From “Just don’t die, stupid!” to “Just don’t die stupid.”

You’d think that making it through to vaccination would be cause for celebration–joy, even. A new lease on life, a new beginning, hope, happiness, the whole shebang.

And it felt like that for a week or so. And then a series of external events reached straight in and grabbed my brain by the OCD and shook me around like an apex predator with its prey jangling from its jaws. Suddenly everything good seemed menacing, from plants in my backyard to the aches and pains I get from overdoing gardening in my backyard.

After more than a year of focusing on staying alive, I thought vaccination would free me to concentrate on living–really living, with all those things I’ve been saying I aspire to–kindness, love, laughter–and fearlessness.

Instead I found myself figuratively curled into a little fetal ball of anxiety. My rational mind understands how to grasp the odds of bad things happening, but the scaredy cat part of my brain doesn’t give a damn about probabilities. Nope, this brain goes straight for the worst case scenarios. I used to joke that I could make a living coming up with examples of the worst thing that could happen, for disaster planners to, you know, plan for.

My Dad taught me to “use my bean” to solve problems. Observe, apply reason to what you see, experiment, and if necessary, improvise, to build, repair, or learn whatever you wanted. Works great, but it can go haywire when you’ve got a brain that absorbs and retains all kinds of obscure facts, and attaches far too much importance to the scariest, even if most unlikely, ones.

“Using my bean” to get myself safely and successfully through life and its foibles has served me well, but it came with baggage: I knew that the worst possible thing I could do is do something stupid when I knew better. If you’d ever been on the receiving end of one of my Dad’s silent, withering looks as he methodically went about cleaning up a mess you made doing something stupid when you knew better, you’d have the same profound fear of screwing up over something dumb that I do.

Which is why after a year of getting through one day at a time in survival mode, telling myself “just don’t die, stupid” I am now robustly afraid of dying stupid (OK, stupidly, for all you adverb fans). Meaning wouldn’t it be ridiculous if, after making it through to vaccination, I fell off a ladder and broke my hip and died of complications from that? Or if I screw up putting my new chain saw together and hack off an extremity and bleed to death? Or if accidentally splash myself with birdbath water and get some weird infection?

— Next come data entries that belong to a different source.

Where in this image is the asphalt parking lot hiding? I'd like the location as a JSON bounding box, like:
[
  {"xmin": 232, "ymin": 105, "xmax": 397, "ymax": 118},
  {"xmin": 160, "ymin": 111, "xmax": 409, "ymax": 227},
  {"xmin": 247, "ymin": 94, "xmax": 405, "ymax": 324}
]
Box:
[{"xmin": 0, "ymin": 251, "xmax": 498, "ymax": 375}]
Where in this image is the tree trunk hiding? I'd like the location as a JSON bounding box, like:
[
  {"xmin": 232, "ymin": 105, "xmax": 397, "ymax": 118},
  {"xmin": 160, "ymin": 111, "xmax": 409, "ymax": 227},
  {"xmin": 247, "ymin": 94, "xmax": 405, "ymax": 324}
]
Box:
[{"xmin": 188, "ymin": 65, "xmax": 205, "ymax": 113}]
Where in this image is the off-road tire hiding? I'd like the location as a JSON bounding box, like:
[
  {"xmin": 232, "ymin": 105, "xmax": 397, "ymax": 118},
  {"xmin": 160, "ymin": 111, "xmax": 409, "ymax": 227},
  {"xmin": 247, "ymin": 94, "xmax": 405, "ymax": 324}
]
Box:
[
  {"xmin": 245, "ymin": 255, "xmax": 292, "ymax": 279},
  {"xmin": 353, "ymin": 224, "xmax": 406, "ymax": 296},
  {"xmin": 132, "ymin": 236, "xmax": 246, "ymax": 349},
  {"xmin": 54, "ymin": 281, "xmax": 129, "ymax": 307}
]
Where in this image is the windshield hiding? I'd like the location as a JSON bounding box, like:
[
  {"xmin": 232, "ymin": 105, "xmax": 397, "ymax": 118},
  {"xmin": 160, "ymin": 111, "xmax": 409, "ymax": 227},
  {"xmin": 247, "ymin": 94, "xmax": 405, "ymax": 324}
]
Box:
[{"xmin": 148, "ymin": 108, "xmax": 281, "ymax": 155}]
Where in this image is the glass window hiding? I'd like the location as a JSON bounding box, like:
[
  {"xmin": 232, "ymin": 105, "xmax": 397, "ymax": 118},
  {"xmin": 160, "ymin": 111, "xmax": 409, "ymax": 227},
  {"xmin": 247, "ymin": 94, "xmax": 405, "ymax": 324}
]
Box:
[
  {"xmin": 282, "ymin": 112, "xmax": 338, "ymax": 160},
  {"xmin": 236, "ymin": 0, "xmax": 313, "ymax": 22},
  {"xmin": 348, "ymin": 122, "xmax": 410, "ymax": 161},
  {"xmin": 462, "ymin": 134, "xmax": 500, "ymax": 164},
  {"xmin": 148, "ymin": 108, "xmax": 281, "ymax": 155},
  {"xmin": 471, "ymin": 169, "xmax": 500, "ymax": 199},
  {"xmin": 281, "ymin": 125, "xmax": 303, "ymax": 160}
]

You see where I’m going with this? I seem to have developed my Mother’s exceptional ability to see the cloud in every silver lining. Way to go, Annie–that’s really living!

This has got to stop. I keep telling myself that nobody lives forever, you only live once, stop being so risk-averse, you are frittering away precious time with worry, etc. But I’ve still got so much work to do, getting things in order for what happens after my eventual (and far in the future, I hope) demise, that it’s imperative I don’t die until that’s settled, and I’d especially like to avoid dying stupid(ly).

There have been multiple articles in major newspapers about how weird it is to come out of pandemic survival mode, about how lasting the mental health impacts of the past year are likely to be, and about how there aren’t enough therapists to go around. May is mental health awareness month, and everyone on the planet has been deeply affected by the past 14 months, so let’s all just give each other a break as we take baby steps toward something resembling “normalcy.”

For me, the best baby step yet was hugs from my brother, the day after he was fully vaxxed.

I won’t stop scanning the news for any tidbits of improvement in the dire situation in India and elsewhere in the world, where vaccines aren’t getting into arms anywhere near fast enough. But I’ll try to be grateful for the baby steps I’m taking, even if my heart still starts pounding in the presence of the unmasked. I’m not ready to unmask myself yet in any indoor environment with people I don’t know, but I’ll get there.

If I don’t die stupidly in the meantime, that is.

Deciding to be proud of my gardening-related aches and pains, and to push away anxious thoughts about weird plants and birdbath water, I remain,

your emerging slowly after several weeks of figuratively cowering under the covers,

Ridiculouswoman

Featured image by beauQ from Pixabay

4 thoughts on “From “Just don’t die, stupid!” to “Just don’t die stupid.”

  1. I also find it challenging to reenter the mainstream after paddling in my own little rivulet for so long. Step by step and stroke by stroke. The mix of unconscious chemical information and the thoughts that endeavor to frame it for survival ask a lot of focus from us. I know that I am not my thoughts but it surely is hard to take the keys away from them driving me where they insist on going. Tough love and kindness combined is often the only way. to respond. Sometimes it even helps!